Repos dominical dans les commerces de détail

GUILLÉ Jérôme

Avocat

Conseil d’Etat, 6 avril 2016, n° 396320

Par cette décision, le Conseil d’Etat considère la question de la conformité à la Constitution de la compétence du seul préfet, à Paris, pour prendre les décisions de dérogation au repos dominical comme sérieuse, et la renvoie au Conseil constitutionnel.

Ce qu’il faut retenir : Par cette décision, le Conseil d’Etat considère la question de la conformité à la Constitution de la compétence du seul préfet, à Paris, pour prendre les décisions de dérogation au repos dominical comme sérieuse, et la renvoie au Conseil constitutionnel.

Pour approfondir : L’article L. 3132-26 du code du travail, issu de la loi du 6 août 2015 dite « loi Macron », formalise les conditions dans lesquelles les autorités municipales peuvent prendre des décisions dérogatoires au repos dominical, dans la limite de douze dimanches par an (neuf en 2015 au terme du III de l’article 257 de la loi du 6 août 2015).

Cet article prévoit notamment que :

  • de telles décisions sont prises par le maire après avis du conseil municipal,
  • lorsque le nombre de dimanches supprimés excède cinq par an, la décision du maire est prise après avis conforme de l’organe délibérant de l’établissement public de coopération intercommunale à fiscalité propre dont la commune est membre.

L’article est clos par cette formule laconique : « A Paris, la décision mentionnée aux trois premiers alinéas est prise par le préfet de Paris. »

S’émouvant de cette particularité parisienne conduisant à la déposséder des prérogatives ci-dessus au profit du préfet de Paris, la ville de Paris a formé, devant le tribunal administratif de Paris le 19 octobre 2015, un recours en annulation pour excès de pouvoir des arrêtés rendus par le préfet de Paris 2 octobre 2015 et fixant pour l’année 2015 des dérogations collectives au repos dominical dans plusieurs branches professionnelles.

Au soutien de sa demande, la ville de Paris entendait soulever une question prioritaire de constitutionnalité aux fins que le Conseil Constitutionnel statue sur la conformité de l’article litigieux aux principes, notamment, d’égalité entre collectivités territoriales, de libre administration des collectivités territoriales, et de subsidiarité (ces deux derniers principes étant garantis par l’article 72 de la Constitution).

Une telle question prioritaire de constitutionnalité doit être soumise à un double filtre avant d’être transmise au Conseil Constitutionnel : le premier est opéré par la juridiction saisie du fonds qui décide, ou non, de transmettre au Conseil d’Etat ; le second est exercé par le Conseil d’Etat.

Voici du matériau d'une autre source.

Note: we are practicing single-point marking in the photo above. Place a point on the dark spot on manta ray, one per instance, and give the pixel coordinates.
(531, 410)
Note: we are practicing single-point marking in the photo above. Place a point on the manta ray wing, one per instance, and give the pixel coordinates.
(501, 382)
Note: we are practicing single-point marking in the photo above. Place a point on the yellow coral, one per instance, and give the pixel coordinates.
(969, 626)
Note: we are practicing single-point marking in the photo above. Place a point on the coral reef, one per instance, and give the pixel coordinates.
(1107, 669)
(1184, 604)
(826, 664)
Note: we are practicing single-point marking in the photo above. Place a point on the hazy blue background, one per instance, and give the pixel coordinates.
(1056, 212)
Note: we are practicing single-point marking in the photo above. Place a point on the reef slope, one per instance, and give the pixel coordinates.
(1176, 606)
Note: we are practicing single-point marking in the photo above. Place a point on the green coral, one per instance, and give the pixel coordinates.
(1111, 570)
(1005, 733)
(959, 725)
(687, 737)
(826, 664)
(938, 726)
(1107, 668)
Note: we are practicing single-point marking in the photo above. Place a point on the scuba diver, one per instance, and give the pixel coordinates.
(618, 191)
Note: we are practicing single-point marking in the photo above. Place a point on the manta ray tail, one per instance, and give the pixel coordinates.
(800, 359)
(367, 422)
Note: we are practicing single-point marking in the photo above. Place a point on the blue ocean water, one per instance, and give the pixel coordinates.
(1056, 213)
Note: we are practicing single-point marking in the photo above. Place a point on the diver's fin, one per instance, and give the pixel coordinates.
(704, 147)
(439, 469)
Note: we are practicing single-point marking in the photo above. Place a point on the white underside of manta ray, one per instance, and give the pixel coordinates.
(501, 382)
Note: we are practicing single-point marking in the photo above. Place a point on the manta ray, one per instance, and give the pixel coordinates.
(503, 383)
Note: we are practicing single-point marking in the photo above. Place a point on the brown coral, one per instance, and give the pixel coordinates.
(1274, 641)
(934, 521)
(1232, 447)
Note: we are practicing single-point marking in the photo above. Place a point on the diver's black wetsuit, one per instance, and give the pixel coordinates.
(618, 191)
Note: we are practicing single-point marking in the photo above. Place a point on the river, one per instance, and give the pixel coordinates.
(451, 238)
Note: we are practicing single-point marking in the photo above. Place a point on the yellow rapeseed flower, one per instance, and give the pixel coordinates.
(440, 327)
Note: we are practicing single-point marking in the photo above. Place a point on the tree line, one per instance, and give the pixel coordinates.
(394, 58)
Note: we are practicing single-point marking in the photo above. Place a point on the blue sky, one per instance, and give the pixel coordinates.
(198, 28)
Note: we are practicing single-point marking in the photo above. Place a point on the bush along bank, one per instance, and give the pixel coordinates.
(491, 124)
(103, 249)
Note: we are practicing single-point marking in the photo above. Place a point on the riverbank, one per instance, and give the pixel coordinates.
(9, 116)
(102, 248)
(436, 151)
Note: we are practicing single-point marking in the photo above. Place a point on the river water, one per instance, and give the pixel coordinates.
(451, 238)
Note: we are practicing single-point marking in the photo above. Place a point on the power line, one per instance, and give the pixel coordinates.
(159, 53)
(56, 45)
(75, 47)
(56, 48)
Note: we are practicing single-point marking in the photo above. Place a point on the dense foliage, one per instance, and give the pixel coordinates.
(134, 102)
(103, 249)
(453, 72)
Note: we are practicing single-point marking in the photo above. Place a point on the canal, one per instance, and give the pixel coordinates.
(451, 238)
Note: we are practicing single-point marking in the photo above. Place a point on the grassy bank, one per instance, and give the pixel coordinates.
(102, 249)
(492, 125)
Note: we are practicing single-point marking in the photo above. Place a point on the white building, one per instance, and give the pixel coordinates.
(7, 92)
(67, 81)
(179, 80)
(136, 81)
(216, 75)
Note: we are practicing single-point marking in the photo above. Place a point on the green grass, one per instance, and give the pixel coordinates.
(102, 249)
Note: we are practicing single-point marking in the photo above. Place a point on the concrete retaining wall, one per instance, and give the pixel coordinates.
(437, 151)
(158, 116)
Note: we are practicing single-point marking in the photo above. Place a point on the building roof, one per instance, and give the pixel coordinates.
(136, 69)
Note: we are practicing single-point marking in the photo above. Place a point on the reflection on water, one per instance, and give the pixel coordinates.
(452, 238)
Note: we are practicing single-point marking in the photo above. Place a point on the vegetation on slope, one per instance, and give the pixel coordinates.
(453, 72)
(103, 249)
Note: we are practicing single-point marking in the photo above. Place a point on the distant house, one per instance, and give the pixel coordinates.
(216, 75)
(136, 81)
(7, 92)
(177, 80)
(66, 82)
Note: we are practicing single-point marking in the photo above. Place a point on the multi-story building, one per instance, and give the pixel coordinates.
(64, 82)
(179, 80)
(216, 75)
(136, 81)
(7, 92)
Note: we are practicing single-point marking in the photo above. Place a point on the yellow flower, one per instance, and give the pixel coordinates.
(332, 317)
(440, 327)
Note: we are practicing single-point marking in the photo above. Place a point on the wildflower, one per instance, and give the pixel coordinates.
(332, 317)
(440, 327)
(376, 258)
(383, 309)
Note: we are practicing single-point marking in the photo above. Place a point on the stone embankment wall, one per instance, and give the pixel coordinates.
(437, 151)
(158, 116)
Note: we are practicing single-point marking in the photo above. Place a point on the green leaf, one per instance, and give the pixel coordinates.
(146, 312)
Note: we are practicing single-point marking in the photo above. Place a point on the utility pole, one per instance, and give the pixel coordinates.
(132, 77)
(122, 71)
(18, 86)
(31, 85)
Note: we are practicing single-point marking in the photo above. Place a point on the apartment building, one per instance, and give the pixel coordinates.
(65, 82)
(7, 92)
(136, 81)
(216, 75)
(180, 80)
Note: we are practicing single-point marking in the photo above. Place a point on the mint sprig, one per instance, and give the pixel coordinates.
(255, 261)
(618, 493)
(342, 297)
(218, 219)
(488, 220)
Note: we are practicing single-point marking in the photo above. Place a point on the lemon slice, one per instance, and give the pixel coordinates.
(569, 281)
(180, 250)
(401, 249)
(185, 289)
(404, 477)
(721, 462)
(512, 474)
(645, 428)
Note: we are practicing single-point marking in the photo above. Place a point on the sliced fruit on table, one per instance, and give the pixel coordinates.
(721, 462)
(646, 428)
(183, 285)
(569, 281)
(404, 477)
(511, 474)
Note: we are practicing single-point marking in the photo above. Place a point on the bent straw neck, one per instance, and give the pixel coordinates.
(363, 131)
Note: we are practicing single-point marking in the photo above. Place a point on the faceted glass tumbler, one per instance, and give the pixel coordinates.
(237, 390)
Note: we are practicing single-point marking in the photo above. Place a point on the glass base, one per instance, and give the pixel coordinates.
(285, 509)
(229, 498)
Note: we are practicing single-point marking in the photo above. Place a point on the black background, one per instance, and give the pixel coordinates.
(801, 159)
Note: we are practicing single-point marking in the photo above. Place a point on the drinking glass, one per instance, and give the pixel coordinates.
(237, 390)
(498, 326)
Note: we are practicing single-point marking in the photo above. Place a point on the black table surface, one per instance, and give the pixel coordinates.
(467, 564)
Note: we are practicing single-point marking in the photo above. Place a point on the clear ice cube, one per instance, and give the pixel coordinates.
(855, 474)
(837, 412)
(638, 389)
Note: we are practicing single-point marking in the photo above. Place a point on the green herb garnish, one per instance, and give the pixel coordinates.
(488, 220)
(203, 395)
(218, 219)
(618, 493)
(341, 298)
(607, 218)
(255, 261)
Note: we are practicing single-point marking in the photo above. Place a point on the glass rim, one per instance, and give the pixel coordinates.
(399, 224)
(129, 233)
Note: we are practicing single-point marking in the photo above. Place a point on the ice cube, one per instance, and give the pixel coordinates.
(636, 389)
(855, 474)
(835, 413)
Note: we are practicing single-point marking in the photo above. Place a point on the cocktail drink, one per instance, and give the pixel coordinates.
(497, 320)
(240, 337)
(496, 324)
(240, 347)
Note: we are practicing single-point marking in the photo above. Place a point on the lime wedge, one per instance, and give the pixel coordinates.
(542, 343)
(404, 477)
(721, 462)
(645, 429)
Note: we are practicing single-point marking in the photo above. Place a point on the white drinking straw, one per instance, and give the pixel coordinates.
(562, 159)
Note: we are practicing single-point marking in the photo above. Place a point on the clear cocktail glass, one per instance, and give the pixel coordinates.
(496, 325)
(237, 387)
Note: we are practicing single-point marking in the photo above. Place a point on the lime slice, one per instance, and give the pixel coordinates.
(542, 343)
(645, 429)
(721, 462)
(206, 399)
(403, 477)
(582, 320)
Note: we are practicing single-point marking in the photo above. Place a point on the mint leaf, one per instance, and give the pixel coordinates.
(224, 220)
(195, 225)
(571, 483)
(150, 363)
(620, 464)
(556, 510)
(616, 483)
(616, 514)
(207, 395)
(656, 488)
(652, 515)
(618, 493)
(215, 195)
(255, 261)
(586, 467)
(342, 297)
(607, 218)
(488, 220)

A chacune de ces étapes, les juges doivent déterminer si les conditions de transmission à l’échelon suivant sont remplies. Ces conditions sont rappelées dans la décision commentée ici et tiennent compte notamment du caractère sérieux de la question posée.

Par ordonnance du 18 janvier 2016, le tribunal administratif a décidé de transmettre au Conseil d’Etat, prioritairement à toute décision sur la demande de la ville de Paris, la question de la conformité aux droits et libertés garantis par la Constitution de l’article L. 3132-26 du code du travail et du III de l’article 257 de la loi du 6 août 2015.

A son tour le 6 avril 2016, le Conseil d’État a accepté de transmettre au Conseil constitutionnel la question prioritaire de constitutionnalité.

Le Conseil Constitutionnel et son nouveau Président, Monsieur Laurent Fabius, seront donc amenés à se prononcer très prochainement sur cette disposition, déjà longuement débattue, de la loi Macron.

Une décision de non-conformité conduirait à l’annulation des décisions dérogatoires au repos dominical prises pour la ville de Paris.

L’enjeu de cette décision, dans un climat de tension sociale et à un moins d’un an d’élections nationales, est donc majeur, tant d’un point de vue économique et juridique que symbolique.